Questa Corte, invece, con il principio di diritto di cui alla sentenza n. 29595 del 29 dicembre 2011, aveva disposto che il giudice del rinvio accertasse se i capitali accantonati nel fondo fossero stati effettivamente investiti nel mercato finanziario, indicando i risultati dell’investimento e, soprattutto, “in qual modo sia stata determinata l’assegnazione delle eventuali plusvalenze alle singole posizioni individuali”. Il rendimento netto, derivante dalla gestione sul mercato finanziario del capitale accantonato mediante la contribuzione del lavoratore e del datore di lavoro, doveva costituire la base su cui calcolare l’imposta con l’aliquota del 12,50%, ai sensi della disciplina dettata dalla L. n. 482 del 1985, art. 6.

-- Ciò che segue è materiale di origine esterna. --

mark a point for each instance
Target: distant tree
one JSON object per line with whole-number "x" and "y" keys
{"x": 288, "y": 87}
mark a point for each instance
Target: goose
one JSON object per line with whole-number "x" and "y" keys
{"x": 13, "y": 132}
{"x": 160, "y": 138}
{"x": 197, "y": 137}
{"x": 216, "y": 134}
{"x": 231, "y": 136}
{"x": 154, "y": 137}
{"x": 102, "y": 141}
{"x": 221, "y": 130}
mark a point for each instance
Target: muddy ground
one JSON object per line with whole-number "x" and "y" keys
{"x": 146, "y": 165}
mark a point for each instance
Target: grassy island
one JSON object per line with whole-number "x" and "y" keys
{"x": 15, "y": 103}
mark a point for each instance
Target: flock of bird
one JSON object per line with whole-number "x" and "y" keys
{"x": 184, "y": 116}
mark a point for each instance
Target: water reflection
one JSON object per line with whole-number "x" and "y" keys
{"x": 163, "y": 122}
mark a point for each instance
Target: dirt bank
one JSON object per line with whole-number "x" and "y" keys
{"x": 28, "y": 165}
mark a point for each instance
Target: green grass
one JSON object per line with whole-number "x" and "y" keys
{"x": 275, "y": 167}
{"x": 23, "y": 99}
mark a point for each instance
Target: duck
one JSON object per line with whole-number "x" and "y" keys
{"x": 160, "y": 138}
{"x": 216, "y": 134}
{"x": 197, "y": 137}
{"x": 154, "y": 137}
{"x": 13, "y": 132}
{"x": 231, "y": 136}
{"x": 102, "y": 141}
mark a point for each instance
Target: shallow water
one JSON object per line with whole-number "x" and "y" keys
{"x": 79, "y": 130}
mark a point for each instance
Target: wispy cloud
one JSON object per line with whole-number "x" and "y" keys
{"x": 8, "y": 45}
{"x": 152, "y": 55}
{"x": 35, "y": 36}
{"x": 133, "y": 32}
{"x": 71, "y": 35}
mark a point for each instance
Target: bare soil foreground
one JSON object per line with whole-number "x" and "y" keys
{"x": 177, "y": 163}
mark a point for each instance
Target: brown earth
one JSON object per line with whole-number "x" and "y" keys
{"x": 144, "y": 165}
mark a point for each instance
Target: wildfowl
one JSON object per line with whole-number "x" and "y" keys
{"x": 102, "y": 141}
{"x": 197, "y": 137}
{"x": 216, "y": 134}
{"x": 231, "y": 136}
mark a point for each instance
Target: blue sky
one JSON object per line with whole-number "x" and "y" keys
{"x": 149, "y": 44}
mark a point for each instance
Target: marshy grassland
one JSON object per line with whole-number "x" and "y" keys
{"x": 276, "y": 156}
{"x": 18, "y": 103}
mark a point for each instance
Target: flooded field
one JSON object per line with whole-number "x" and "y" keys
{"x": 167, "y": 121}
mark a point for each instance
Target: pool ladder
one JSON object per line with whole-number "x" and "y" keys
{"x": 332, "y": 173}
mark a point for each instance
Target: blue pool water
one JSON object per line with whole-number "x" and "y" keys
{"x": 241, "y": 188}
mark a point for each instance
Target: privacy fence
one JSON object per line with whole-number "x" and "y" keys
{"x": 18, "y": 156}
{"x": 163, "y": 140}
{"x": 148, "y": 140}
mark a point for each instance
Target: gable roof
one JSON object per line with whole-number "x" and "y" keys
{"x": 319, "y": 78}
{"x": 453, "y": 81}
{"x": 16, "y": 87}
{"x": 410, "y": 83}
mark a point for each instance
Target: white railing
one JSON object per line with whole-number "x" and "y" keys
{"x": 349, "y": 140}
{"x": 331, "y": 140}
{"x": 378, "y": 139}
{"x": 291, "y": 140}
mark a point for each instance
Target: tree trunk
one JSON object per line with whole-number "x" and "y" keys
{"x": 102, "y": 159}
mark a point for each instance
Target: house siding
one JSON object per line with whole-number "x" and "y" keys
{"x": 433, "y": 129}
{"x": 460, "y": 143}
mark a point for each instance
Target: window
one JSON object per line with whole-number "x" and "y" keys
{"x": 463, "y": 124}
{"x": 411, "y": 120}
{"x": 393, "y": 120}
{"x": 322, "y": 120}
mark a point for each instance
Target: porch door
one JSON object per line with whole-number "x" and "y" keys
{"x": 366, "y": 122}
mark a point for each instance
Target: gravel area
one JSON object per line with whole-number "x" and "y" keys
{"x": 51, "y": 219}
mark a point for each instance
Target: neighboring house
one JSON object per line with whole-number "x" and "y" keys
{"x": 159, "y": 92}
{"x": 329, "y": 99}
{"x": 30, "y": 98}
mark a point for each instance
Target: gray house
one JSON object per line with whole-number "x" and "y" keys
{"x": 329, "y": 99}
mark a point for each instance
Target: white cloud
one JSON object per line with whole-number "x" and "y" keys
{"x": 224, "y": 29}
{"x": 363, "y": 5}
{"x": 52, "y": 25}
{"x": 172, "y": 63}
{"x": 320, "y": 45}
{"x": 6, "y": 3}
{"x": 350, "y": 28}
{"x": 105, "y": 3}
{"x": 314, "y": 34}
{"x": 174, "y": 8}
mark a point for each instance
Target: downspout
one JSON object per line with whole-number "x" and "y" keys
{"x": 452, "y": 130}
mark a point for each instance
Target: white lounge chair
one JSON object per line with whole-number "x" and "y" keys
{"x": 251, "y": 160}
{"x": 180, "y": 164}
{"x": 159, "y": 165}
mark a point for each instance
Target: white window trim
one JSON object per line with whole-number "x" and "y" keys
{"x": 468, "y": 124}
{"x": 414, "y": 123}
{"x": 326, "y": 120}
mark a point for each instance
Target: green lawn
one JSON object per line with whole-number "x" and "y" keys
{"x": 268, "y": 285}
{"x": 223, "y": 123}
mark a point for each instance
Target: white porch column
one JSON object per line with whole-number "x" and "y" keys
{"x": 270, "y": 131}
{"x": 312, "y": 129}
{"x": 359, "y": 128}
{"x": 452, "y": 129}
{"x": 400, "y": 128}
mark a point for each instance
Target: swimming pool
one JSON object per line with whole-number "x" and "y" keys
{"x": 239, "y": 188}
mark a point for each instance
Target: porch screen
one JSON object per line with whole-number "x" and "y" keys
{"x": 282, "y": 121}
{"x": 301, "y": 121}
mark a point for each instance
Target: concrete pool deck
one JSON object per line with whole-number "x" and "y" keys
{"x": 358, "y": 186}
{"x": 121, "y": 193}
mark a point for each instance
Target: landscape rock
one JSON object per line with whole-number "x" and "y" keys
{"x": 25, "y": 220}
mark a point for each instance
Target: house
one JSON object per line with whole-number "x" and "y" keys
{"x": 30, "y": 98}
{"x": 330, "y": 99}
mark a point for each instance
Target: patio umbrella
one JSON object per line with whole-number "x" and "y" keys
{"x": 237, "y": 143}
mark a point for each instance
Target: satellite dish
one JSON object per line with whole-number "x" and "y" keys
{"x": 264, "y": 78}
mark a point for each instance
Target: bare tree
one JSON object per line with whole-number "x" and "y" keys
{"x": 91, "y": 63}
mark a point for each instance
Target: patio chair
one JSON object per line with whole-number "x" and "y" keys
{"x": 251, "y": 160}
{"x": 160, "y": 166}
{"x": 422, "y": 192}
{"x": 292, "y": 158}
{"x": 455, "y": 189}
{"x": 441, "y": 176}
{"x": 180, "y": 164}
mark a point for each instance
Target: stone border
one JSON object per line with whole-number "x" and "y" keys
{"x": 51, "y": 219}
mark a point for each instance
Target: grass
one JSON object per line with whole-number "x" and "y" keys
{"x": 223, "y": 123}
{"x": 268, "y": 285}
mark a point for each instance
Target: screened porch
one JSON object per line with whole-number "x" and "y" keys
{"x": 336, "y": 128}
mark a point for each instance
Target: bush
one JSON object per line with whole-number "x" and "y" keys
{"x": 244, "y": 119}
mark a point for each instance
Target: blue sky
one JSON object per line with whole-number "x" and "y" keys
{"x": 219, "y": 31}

Tale principio di diritto non è stato in alcun modo rispettato dal giudice del rinvio, che si è limitato ad una mera operazione matematica di sottrazione sulla base di dati che non erano in alcun modo rappresentativi di somme risultanti da rendimenti per investimenti nel mercato finanziario. Si è fatto, invece riferimento esclusivamente alle “quote investite dal fondo (n. 31.935,357 X Lire 23.627 = Lire 1.003.237.224, pari ad Euro 518.128,79)”, procedendo a successive sottrazioni per capitale di dotazione iniziale, per contributi a carico del dirigente, per capitale residuo (OMISSIS) non investito e per contributi a carico Enel.

Sussiste, dunque, anche la violazione dell’art. 2697 c.c., in quanto l’onere della prova di dimostrare la precisa individuazione ed entità delle somme accantonate nel bilancio Enel, spettanti al contribuente, e il loro investimento nel mercato finanziario, era a carico degli eredi del contribuente. Tale prova non è stata in alcun modo fornita, con la precisione e la specificità imposte dal principio di diritto enucleato da questa Corte.

La nota (OMISSIS) del 7 febbraio 2014, n. 36, che attesta che la somma di Euro 27.126,92 e imputabile alla “gestione del capitale accantonato su strumenti mercati finanziari da parte di questo fondo pensione”, in realtà stride inesorabilmente con il calcolo effettuato dal giudice del rinvio, ma, soprattutto, non fa riferimento alla porzione della singola posizione individuale del contribuente, eventualmente investita nel mercato finanziario. Del resto, gli stessi ricorrenti, nella memoria del (OMISSIS), hanno ammesso che la Gestione assicurativa, sia quanto alla (OMISSIS), fino al 31 marzo 1998, sia quanto a (OMISSIS), subentrato dal 1 aprile 1998, si è caratterizzata “con rendimenti finanziari che i sostituti d’imposta hanno certificato globalmente, anche in ragione della difficoltà, per le risalenti annualità, di reperire una più analitica documentazione periodica di maturazione delle somme”(cfr. pagina 2 della memoria).

8.La complessità della questione trattata impone la compensazione integrale delle spese dell’intero processo.

PQM

Accoglie il ricorso; cassa la sentenza impugnata e, decidendo nel merito, rigetta il ricorso introduttivo del contribuente, dichiarando che le somme rinvenienti dal Fondo (OMISSIS) e poi confluite nel (OMISSIS) sono assoggettate a tassazione separata ai sensi del D.P.R. 22 dicembre 1986, n. 91, artt. 16 e 17.

Dichiara compensate per intero tra le parti le spese dell’intero processo.

Così deciso in Roma, nella Camera di Consiglio, il 6 luglio 2021.